During this time Coronet Peak, then a high-country farm, became a popular ski area for very fit and inventive locals who trudged up the mountain, usually with home-made wooden skis and metal poles on their backs - the latter often adapted from a humble golf club. Helmets were still a vision of the future, along with luxuries like snow grooming, chair lifts and the technology we enjoy now. This meant that, although the run downhill was well-earned, it was also rather risky.
In 1947 the very first rope ski tow designed by local Queenstown inventor Bill Hamilton was installed at Coronet Peak, making it the country’s first commercial ski resort. Two years later, the local Wakatipu Ski Club was also installed on the mountain, where members still ski today.

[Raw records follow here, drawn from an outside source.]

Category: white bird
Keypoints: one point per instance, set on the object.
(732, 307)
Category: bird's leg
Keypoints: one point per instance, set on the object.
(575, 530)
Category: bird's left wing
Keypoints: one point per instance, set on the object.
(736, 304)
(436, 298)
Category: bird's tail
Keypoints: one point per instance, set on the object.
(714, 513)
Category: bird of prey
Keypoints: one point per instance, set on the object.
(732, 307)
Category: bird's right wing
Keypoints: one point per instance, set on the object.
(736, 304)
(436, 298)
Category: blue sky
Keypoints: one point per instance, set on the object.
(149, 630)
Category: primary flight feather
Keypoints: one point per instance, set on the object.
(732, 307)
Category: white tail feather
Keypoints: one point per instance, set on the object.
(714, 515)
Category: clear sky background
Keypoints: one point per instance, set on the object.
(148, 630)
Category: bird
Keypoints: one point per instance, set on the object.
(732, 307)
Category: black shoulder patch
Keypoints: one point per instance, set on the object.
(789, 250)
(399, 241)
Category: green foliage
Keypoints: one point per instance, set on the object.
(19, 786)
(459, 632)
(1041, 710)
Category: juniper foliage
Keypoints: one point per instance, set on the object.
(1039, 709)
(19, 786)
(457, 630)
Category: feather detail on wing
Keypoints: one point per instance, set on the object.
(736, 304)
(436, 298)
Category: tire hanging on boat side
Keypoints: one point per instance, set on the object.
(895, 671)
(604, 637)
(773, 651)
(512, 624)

The club is also the original birthplace of the legendary international phenomenon: the ‘One Ski in the Grave’ club. Established in 1996 after a now famous remark by ‘young’ Derek McKeown who, at 58 years old, made a cheeky observation about three older members taking some time off the slopes to rest in the sun.
Before long the club had its own badge, used to identify members on ski slopes all over the world, and a few basic rules. To join, members must be at least 55 years old and pay a $10 joining fee, no matter the currency used, and the eldest ski first.

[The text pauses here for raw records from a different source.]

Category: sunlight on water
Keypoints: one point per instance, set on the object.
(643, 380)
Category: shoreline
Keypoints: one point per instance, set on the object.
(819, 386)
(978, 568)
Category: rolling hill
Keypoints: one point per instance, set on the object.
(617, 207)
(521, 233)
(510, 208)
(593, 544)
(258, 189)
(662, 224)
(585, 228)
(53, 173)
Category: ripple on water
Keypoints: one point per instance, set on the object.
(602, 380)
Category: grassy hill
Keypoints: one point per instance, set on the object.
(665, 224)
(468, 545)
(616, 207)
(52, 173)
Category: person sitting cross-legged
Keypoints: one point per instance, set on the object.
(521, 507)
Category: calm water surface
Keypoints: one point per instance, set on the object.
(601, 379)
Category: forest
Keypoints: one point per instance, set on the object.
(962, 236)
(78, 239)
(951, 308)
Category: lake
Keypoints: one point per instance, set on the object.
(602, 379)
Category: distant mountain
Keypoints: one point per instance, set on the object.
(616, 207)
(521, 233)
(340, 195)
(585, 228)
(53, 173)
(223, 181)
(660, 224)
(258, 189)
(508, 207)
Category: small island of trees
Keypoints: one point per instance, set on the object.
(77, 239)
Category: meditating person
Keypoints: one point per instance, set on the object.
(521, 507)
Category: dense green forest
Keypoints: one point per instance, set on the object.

Therefore, Queenstown local and decorated World War II bomber pilot, the late Arnold Divers, was always the first off the top of the run right up until he died aged 77.

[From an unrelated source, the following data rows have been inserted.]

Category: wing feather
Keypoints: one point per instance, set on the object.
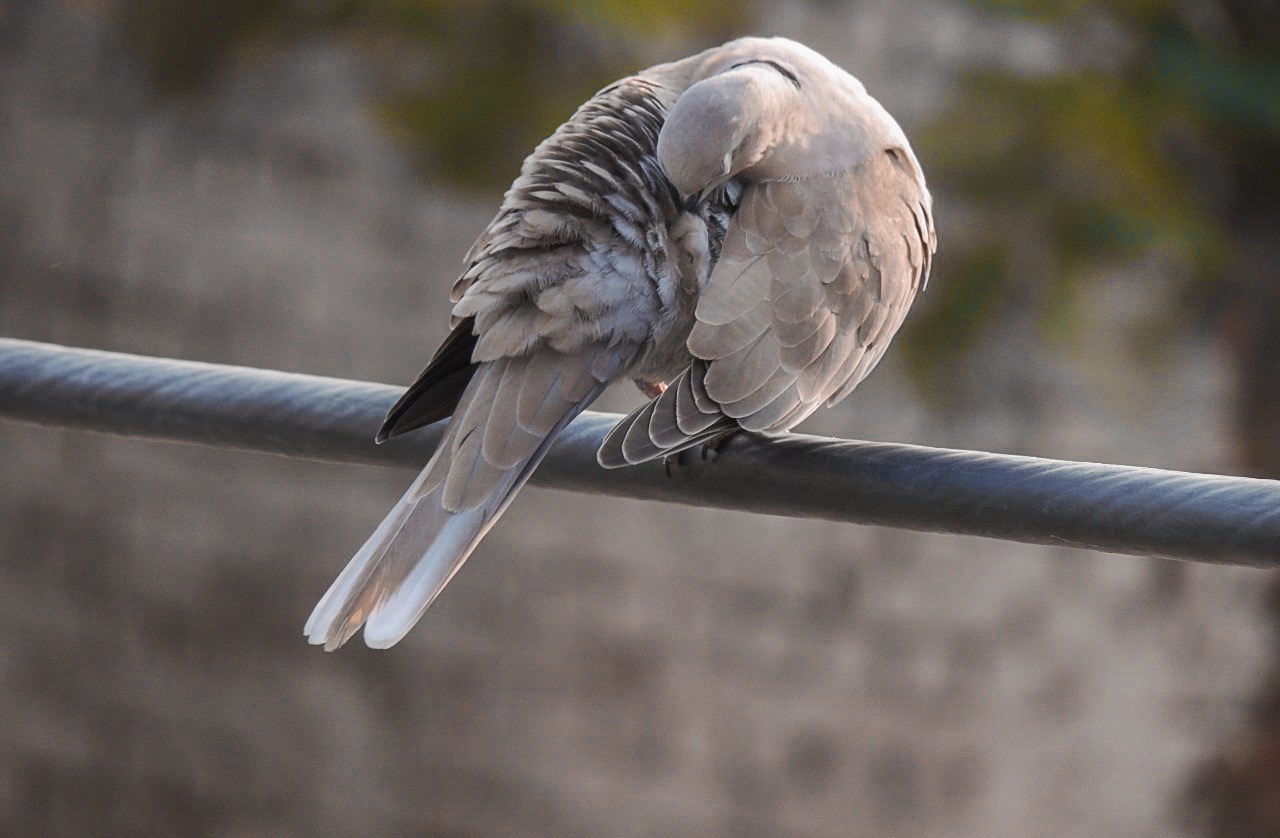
(814, 278)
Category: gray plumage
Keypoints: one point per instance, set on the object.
(740, 233)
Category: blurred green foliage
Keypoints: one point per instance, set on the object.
(470, 86)
(1063, 175)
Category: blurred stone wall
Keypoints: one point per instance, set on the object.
(600, 667)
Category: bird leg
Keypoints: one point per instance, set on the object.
(711, 448)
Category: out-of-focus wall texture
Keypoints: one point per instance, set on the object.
(286, 187)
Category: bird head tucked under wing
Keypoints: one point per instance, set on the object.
(768, 109)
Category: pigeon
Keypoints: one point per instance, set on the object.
(740, 233)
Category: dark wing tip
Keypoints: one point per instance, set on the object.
(435, 393)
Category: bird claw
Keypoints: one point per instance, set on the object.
(709, 450)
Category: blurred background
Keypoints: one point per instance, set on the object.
(292, 186)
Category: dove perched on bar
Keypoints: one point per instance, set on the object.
(740, 233)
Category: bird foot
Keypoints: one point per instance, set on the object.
(709, 450)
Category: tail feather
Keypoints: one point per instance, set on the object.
(416, 550)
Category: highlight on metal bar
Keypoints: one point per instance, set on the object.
(1116, 508)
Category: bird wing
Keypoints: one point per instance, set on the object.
(556, 301)
(814, 278)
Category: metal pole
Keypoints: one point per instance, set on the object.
(1115, 508)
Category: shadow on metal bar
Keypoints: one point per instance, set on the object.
(1116, 508)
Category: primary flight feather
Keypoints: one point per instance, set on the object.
(740, 233)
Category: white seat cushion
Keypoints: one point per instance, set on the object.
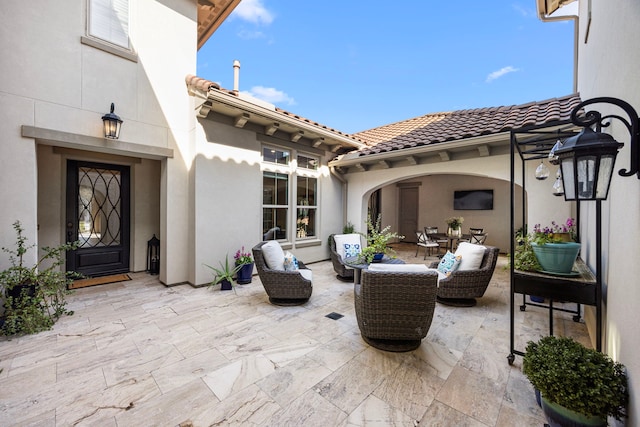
(471, 256)
(273, 255)
(348, 244)
(401, 268)
(306, 273)
(441, 275)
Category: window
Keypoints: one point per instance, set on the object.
(108, 20)
(277, 176)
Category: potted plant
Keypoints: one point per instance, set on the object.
(377, 240)
(224, 274)
(35, 295)
(554, 247)
(244, 261)
(577, 385)
(455, 225)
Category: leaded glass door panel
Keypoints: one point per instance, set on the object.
(98, 217)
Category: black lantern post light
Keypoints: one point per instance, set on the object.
(587, 159)
(111, 124)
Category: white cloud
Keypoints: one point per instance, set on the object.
(501, 72)
(271, 95)
(253, 11)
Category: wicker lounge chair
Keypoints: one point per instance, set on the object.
(462, 288)
(282, 287)
(395, 309)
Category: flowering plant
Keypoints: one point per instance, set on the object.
(455, 222)
(554, 233)
(243, 257)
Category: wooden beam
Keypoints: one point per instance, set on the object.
(241, 120)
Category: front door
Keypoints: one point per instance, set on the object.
(408, 213)
(98, 217)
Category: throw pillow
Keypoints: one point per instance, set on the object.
(290, 262)
(344, 239)
(273, 255)
(449, 263)
(351, 249)
(471, 255)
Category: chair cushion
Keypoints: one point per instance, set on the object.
(403, 268)
(471, 255)
(273, 255)
(306, 273)
(290, 262)
(348, 245)
(449, 263)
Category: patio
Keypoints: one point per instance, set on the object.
(139, 353)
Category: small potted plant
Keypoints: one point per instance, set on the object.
(377, 240)
(455, 225)
(224, 274)
(244, 261)
(576, 384)
(34, 295)
(554, 247)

The 1980s saw the advent of snowboarding in New Zealand, and by the time The Remarkables ski resort opened on the famous mountain range in 1985, Queenstown’s mountains were packed with snow sport enthusiasts from all around the world.
Many New Zealand ski resorts initially banned snowboarding, as it was considered too dangerous. However, by 1987 snowboarders were being invited back to the slopes and in 1988 the first New Zealand snowboarding national championships were held at Cardrona. When the first halfpipe was constructed, international snowboarders started arriving to train there too.
Snowboarding grew quickly and by 1991 the New Zealand Snowboarding Instructor Association had been established, followed a year later by the New Zealand Snowboard Association (NZSBA), which was set up to run national competitions. In 1998, snowboarding was included for the first time at the Olympic Winter Games in Nagono, where Pamela Bell represented New Zealand in the women's Giant Slalom.
Backcountry, or off-piste, skiing has always been a popular choice of adventure in Queenstown. Privately chartered planes began dropping people off on the mountains to enjoy exclusive skiing experiences 60 years ago. In the 1950s, New Zealand ski planes were also modified to allow them to land on large glaciers, and the first one flew from Mt Cook village in 1955. Today, backcountry skiers and snowboarders have the choice of an epic helicopter trip.
Sustainability is the key to ensuring the Queenstown region’s world class ski slopes are here for many years to come. Environmental management practices and modern technologies are now in place to make certain these ski fields continue to exist so that future generations from all around the world will get to enjoy them too.
Queenstown would have to wait another 30 years before the next commercial ski resort opened in the district. Once a bustling goldmining centre in the 1860s, the Cardrona settlement was reduced to a few dilapidated buildings by the early 1970s. Fortune struck the little town once more, though, when the Cardrona Alpine Resort opened its fields to the public in 1977.
Boasting the highest ski fields in New Zealand, and within an easy driving distance from either Queenstown or Wanaka, Cardrona is drawing people from all over the world once more. The formerly dilapidated pioneer buildings of the town, which include one of the oldest pubs in New Zealand, have since been restored to the iconic landmarks they are today.